Why Active Management, and Why Today?
While what you own drives investment results, what you don’t own can be just as important to the total return of your portfolio. Active management can potentially help investors not only own high-quality companies, but also avoid lower-quality, highly levered money-losing companies. Said another way, a focus on avoiding significant investment losses goes a long way toward pursuing market-beating returns. We believe it is important to consider risk and how portfolios will fare in the face of unexpected investment shocks, with the current COVID-19 pandemic as the most recent example.
Small-Cap Liquidity and Financial Risk
From that perspective, we believe there are inherent risks – both from a liquidity and financial standpoint – when one chooses to invest in an index fund. From a liquidity standpoint, especially as market capitalizations get smaller, if passive investments have large outflows, they must sell positions in illiquid companies regardless of market price or future investment potential. The reason for this is simple: Index funds cannot deviate significantly from the total return of the underlying index they track. Active management does not have that constraint. On the contrary, managers are expected to act differently than the benchmark, especially during periods of weakness. Hence, during periods of sharp liquidity-led selling like what we recently witnessed due to COVID-19 concerns, an active manager can choose to use market dips to buy stocks that are being sold for liquidity reasons.
Debt and Negative Earnings in a Small-Cap Index
Fundamentally, how risky are the companies that make up the Russell 2000® Value Index? Let’s look at two metrics that may cause large investment losses: debt and negative earnings. Companies that have high leverage and/or are losing money are the most at risk during a down period. Since we never know when a downturn could occur, it is important to consider leverage and earnings stability when constructing an investment portfolio.

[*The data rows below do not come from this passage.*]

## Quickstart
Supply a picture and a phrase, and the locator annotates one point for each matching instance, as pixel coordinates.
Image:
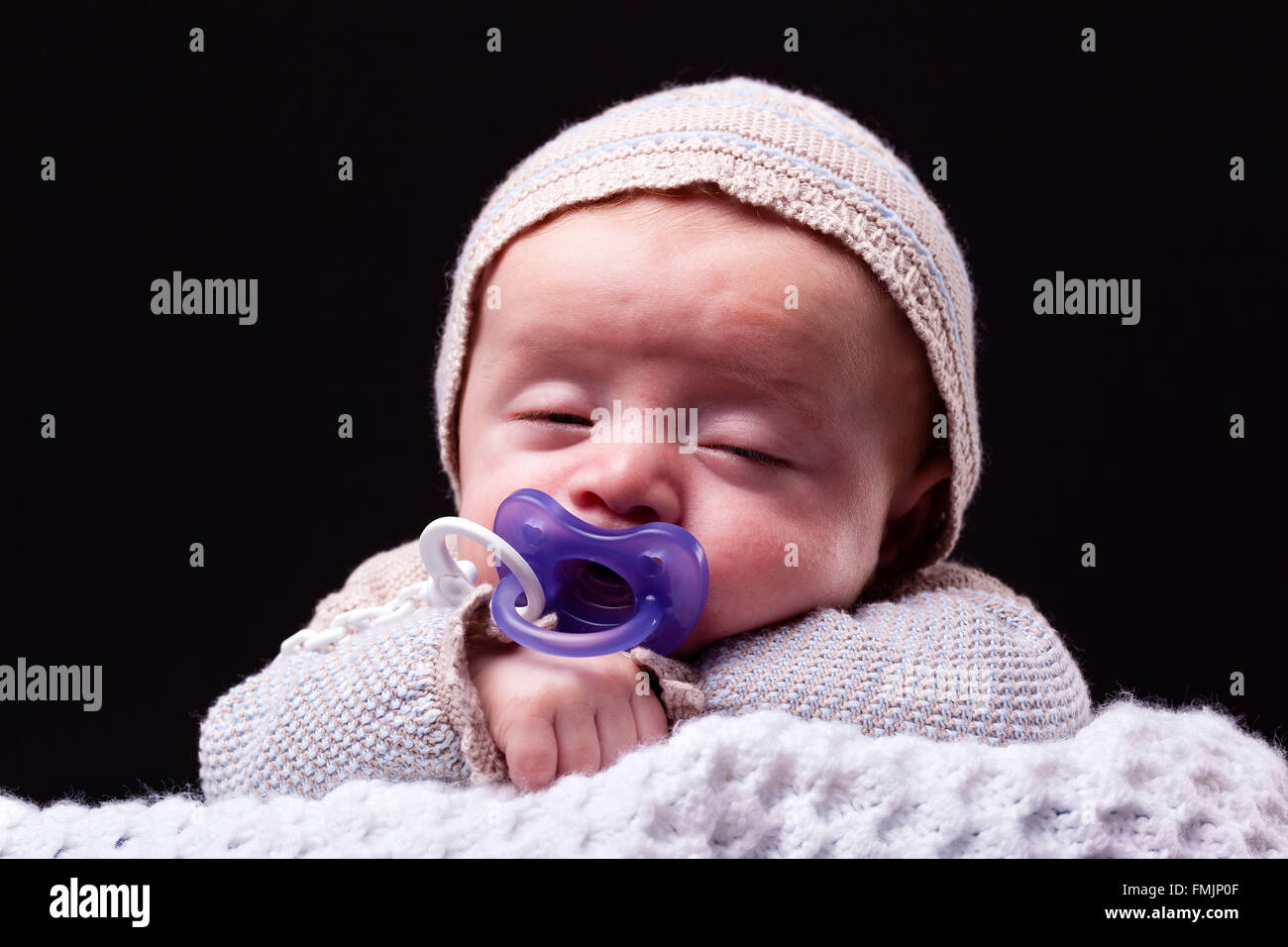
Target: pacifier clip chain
(610, 589)
(449, 585)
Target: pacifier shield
(612, 589)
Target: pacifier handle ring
(454, 583)
(514, 624)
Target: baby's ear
(914, 509)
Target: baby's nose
(626, 484)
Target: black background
(179, 429)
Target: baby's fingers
(617, 735)
(579, 740)
(531, 753)
(649, 718)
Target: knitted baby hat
(771, 147)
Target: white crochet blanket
(1136, 783)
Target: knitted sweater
(948, 654)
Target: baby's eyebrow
(798, 395)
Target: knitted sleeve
(381, 577)
(390, 703)
(952, 654)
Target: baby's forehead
(691, 244)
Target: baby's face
(804, 415)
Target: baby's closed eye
(567, 418)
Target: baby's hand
(553, 715)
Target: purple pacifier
(612, 589)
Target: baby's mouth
(604, 594)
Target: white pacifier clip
(449, 585)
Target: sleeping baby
(758, 262)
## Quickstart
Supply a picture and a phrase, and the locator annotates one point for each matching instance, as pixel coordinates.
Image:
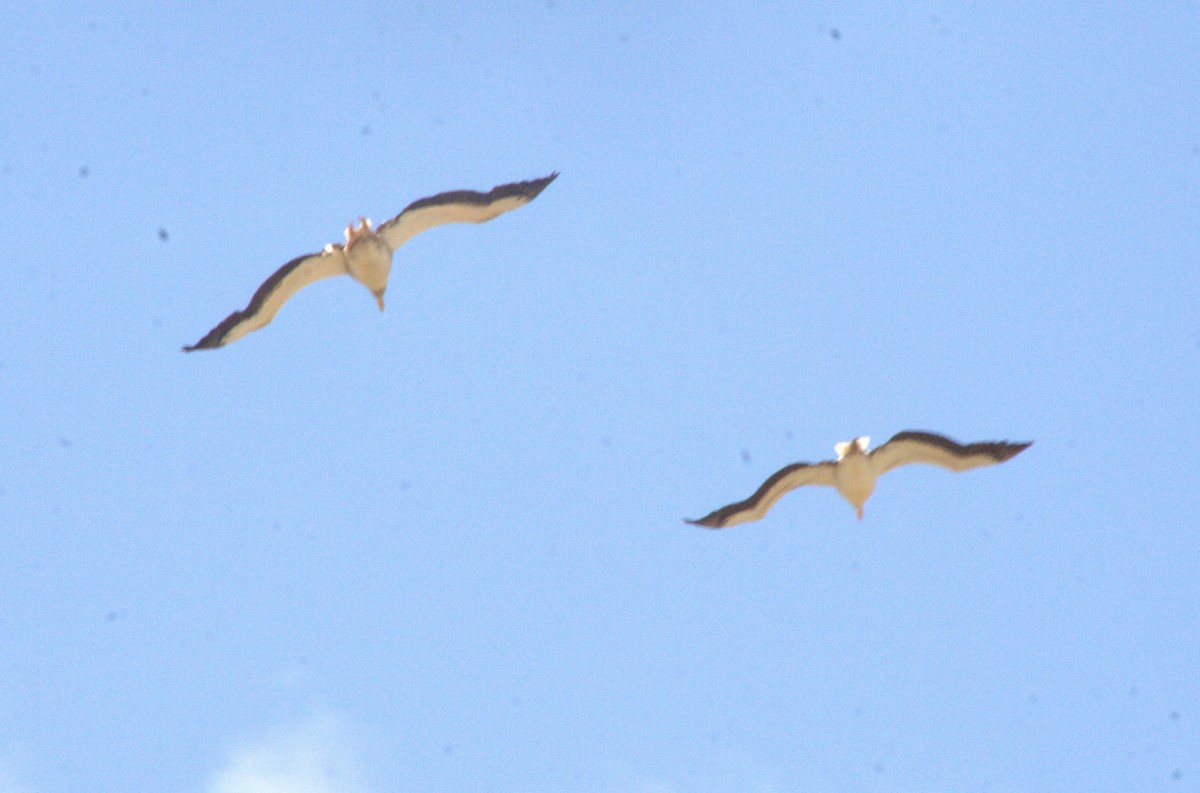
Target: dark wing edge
(523, 190)
(720, 518)
(997, 450)
(215, 337)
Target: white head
(856, 446)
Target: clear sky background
(441, 548)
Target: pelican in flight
(366, 254)
(856, 469)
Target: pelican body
(856, 470)
(366, 253)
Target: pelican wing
(915, 446)
(276, 290)
(459, 206)
(780, 482)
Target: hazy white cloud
(315, 756)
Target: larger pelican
(856, 469)
(366, 254)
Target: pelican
(366, 254)
(856, 469)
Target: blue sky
(441, 548)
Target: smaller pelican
(856, 469)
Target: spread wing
(285, 282)
(459, 206)
(916, 446)
(780, 482)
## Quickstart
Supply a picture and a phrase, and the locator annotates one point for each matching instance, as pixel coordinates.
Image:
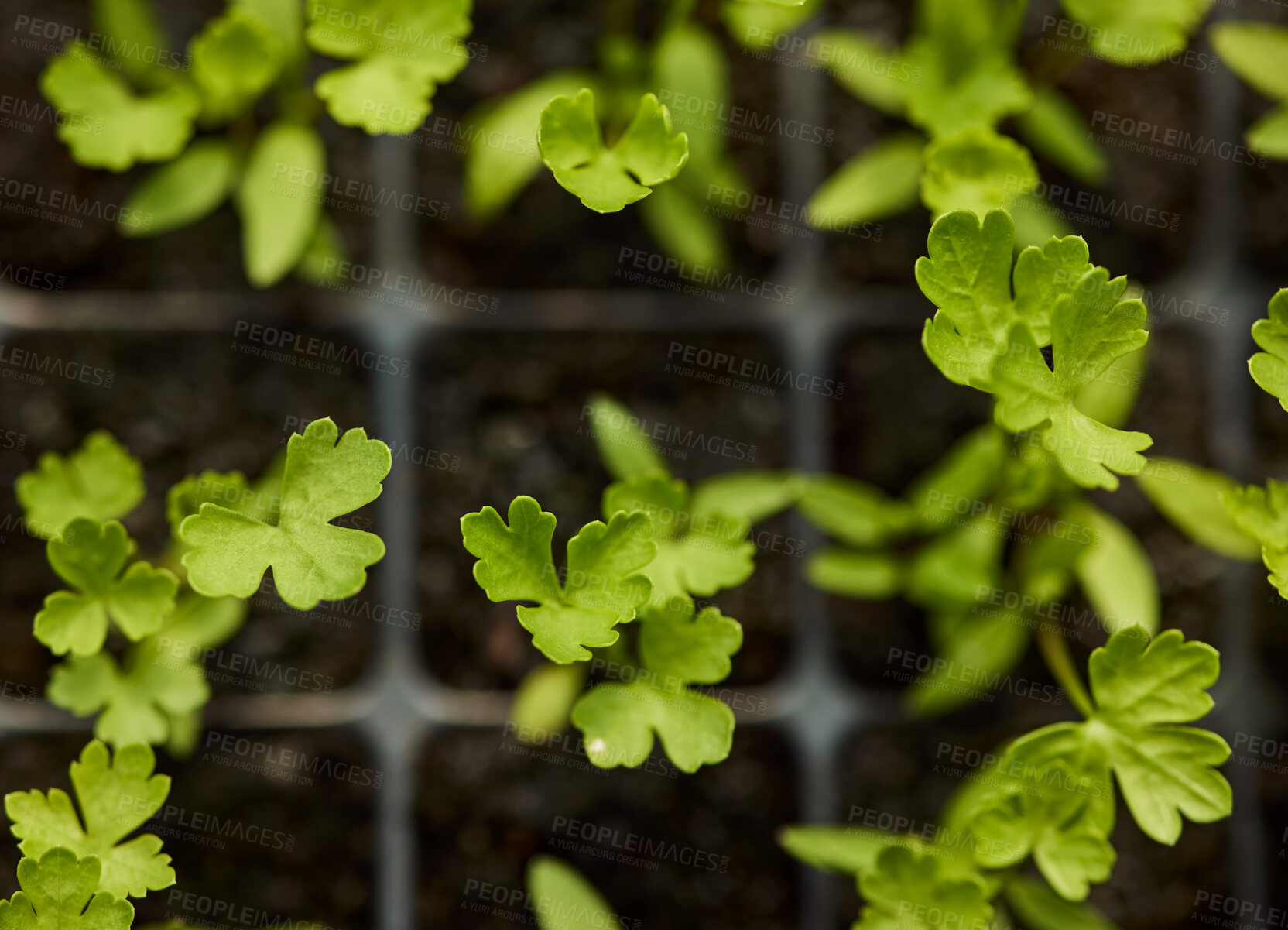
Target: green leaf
(1269, 369)
(853, 512)
(694, 555)
(1041, 908)
(1262, 514)
(1115, 572)
(164, 683)
(746, 496)
(91, 558)
(235, 60)
(1256, 53)
(882, 180)
(279, 200)
(683, 647)
(544, 698)
(1139, 31)
(870, 70)
(403, 50)
(684, 231)
(99, 481)
(975, 170)
(502, 153)
(58, 894)
(310, 558)
(625, 450)
(135, 40)
(182, 191)
(835, 849)
(1190, 497)
(618, 722)
(116, 796)
(603, 586)
(114, 126)
(607, 180)
(968, 473)
(564, 899)
(1270, 134)
(911, 891)
(1142, 691)
(870, 576)
(977, 648)
(1055, 128)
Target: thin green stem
(1055, 650)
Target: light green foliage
(279, 200)
(1192, 499)
(99, 481)
(564, 899)
(163, 683)
(180, 192)
(912, 891)
(1142, 689)
(402, 50)
(108, 125)
(985, 336)
(1138, 31)
(605, 582)
(882, 180)
(502, 155)
(91, 557)
(1270, 366)
(696, 553)
(312, 559)
(116, 796)
(975, 170)
(1256, 53)
(58, 893)
(608, 178)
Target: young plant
(226, 534)
(956, 80)
(639, 84)
(143, 105)
(1050, 796)
(640, 566)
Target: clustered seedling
(657, 547)
(141, 103)
(226, 534)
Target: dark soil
(180, 405)
(506, 413)
(487, 804)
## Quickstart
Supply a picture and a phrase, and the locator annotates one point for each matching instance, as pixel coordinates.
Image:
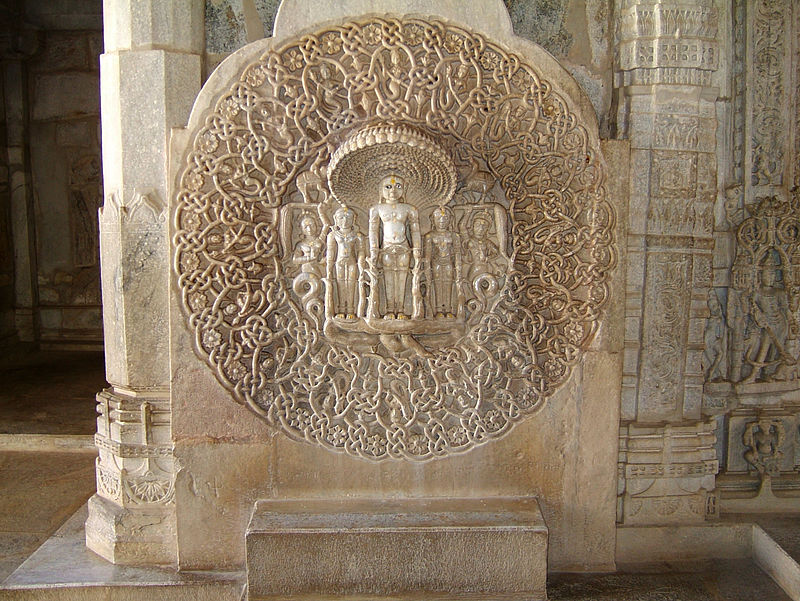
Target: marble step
(440, 549)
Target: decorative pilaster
(752, 373)
(150, 76)
(666, 55)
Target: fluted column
(150, 75)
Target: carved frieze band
(667, 42)
(355, 312)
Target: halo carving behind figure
(529, 230)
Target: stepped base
(397, 549)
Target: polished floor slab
(38, 492)
(50, 392)
(717, 580)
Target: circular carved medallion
(392, 239)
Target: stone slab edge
(63, 443)
(646, 544)
(777, 563)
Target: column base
(143, 535)
(397, 549)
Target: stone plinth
(449, 548)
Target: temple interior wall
(709, 139)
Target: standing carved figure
(345, 262)
(769, 311)
(394, 239)
(483, 256)
(716, 341)
(308, 251)
(443, 252)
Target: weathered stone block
(65, 95)
(392, 548)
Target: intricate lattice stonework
(255, 189)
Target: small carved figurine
(483, 256)
(345, 261)
(391, 224)
(769, 312)
(716, 341)
(308, 251)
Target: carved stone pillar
(150, 76)
(667, 53)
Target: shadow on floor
(50, 392)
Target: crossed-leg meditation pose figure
(394, 239)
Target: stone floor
(53, 394)
(721, 580)
(784, 530)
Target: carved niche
(392, 239)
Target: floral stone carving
(392, 239)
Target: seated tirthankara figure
(345, 262)
(443, 256)
(308, 251)
(394, 239)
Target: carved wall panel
(391, 239)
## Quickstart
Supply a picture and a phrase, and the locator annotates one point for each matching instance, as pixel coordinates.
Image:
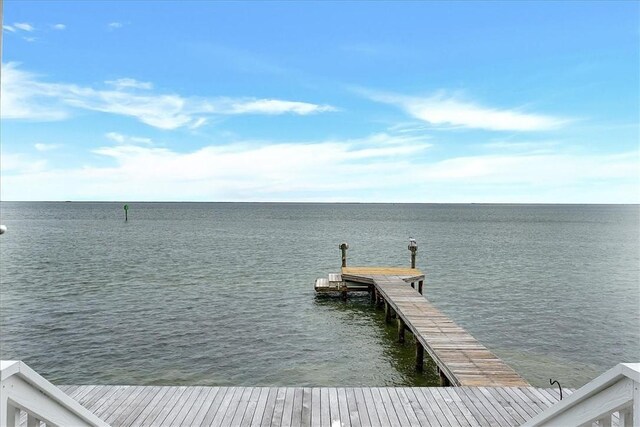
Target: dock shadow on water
(400, 357)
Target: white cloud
(25, 96)
(125, 139)
(381, 167)
(129, 83)
(46, 147)
(444, 110)
(23, 26)
(240, 171)
(276, 106)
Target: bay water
(222, 293)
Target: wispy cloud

As of April 2020, the Russell 2000 Value Index had a net debt-to-earnings before interest, tax, depreciation and amortization (EBITDA) ratio, excluding financial and real estate companies, of 2.9x (see chart below). An active portfolio has the ability to reduce this ratio by holding companies with significantly less debt and positive net cash on their balance sheets.
Regarding earnings, or the lack thereof, more than 30% of the companies in the Russell 2000 Value Index were losing money as of April 2020 (Source: Jefferies). So, to answer the original question, we believe that, from a financial standpoint, the composition of the index has some significant risks as it relates to company fundamentals – most notably high debt levels and a lack of companies generating positive earnings. Wouldn’t it be great as a small-cap investor to not own those companies? While an active manger can choose to not own those riskier companies, this is a luxury index funds do not have.
Net Debt/EBITDA Ratio- Russell 2000® Indices (1990 – 2020)
A Focus on Risk First
We believe it is essential to stick to a disciplined investment process that, at its core, seeks to identify companies with limited downside risk and attractive upside potential. We also think it is crucial to build portfolios with the goal of having less risk than passive indices, regardless of the market environment, simply because it is impossible to predict when the next market downturn will occur. We do know, however, that if investors can lose less than the benchmark during periods of market stress, it can give them a head start for the next upturn. As such, it is important to understand the limitations of indexing. Investors who do not recognize this may be taking on more risk than they realize.